The yen has depreciated about 25 per cent against the South Korean won over the past year, putting Hyundai at a competitive price disadvantage abroad versus Japanese rivals.

“Although concerns on the strong won and weak yen that hurt our cost competitiveness still remain, it will be something that we will be able to manage,” Lee Won Hee, chief financial officer, said on a conference call. “We expect sales contribution from developing markets to increase as the new plants in China and Brazil enhance our productivity.”

Shares in Hyundai closed up 5.7 per cent on Thursday.

Hyundai on Thursday reported a net profit of Won2.09tn ($1.9bn) in the January-March period, compared with Won2.45tn a year earlier. Sales rose 6 per cent to Won21.37tn as strong demand from China offset weakness elsewhere.

Domestic output fell 7.6 per cent in the first quarter as the carmaker ended overnight shifts in March, while production from overseas plants rose 23 per cent.

Hyundai and its affiliate Kia Motors have said they expect sales growth of just 4 per cent this year, which would be the slowest growth for a decade, as they gradually shift focus to quality and brand value rather than volume growth.

Hyundai’s US sales rose just 0.5 per cent in the first quarter, falling far short of the market’s 6.4 per cent growth, while sales fell 11 per cent in debt crisis-hit Europe, where demand was at a 20-year low.

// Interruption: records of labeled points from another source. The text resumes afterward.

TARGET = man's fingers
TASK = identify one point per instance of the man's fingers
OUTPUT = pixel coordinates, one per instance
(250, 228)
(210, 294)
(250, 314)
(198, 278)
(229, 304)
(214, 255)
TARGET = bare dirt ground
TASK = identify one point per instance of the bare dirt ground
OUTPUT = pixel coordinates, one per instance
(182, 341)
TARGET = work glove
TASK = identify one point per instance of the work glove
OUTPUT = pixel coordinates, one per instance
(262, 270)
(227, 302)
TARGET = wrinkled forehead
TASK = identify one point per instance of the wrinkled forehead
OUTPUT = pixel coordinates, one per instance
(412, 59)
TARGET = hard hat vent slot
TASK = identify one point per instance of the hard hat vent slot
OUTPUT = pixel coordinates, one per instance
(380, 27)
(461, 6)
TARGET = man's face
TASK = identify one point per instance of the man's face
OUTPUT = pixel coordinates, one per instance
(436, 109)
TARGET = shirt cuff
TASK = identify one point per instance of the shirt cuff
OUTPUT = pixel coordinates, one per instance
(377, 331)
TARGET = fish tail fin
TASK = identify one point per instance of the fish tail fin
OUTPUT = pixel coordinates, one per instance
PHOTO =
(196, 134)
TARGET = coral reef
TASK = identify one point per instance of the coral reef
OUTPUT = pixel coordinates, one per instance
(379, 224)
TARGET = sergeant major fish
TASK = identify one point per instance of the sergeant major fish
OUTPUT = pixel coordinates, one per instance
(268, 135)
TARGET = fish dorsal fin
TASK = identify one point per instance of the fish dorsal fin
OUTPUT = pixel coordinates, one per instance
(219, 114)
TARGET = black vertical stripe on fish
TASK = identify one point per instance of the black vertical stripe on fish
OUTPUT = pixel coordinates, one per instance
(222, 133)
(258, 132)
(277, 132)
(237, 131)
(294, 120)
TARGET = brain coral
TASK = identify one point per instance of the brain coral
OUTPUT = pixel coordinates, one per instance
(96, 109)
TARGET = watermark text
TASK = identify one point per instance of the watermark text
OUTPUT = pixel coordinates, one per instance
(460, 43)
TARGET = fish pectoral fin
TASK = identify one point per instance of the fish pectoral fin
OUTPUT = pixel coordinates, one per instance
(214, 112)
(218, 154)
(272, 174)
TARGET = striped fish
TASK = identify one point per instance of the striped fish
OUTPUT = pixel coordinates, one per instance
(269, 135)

But first-quarter sales in China jumped nearly 40 per cent in the world’s biggest car market, following a territorial dispute late last year between Beijing and Tokyo that fuelled anti-Japan sentiment. Hyundai’s upgraded Santa Fe sports utility vehicle has also been selling well amid growing Chinese appetite for SUVs.

A fresh labour dispute over weekend work is another headache for the company. Hyundai has suffered production losses of 48,000 vehicles worth about Won950bn as its 45,000-strong labour union has refused to work over the past seven weekends, demanding higher compensation.

However, Chung Sung-yup at Daiwa Securities said: “We expect the labour dispute to be resolved soon and the exchange rates to stabilise. Then [Hyundai’s] earnings will improve in the second quarter”.

But he cautioned that the weaker yen would give Japanese carmakers room to improve their cost structure and expand investment to boost their competitiveness.

Analysts say the stronger won and labour problems strengthen the case for Hyundai to expand overseas production, and Mr Chung noted Hyundai would need to increase capacity in the US to increase market share there, citing low inventories.

However, Hyundai has said it has no immediate plans for further such expansion after opening new factories in China and Brazil last year.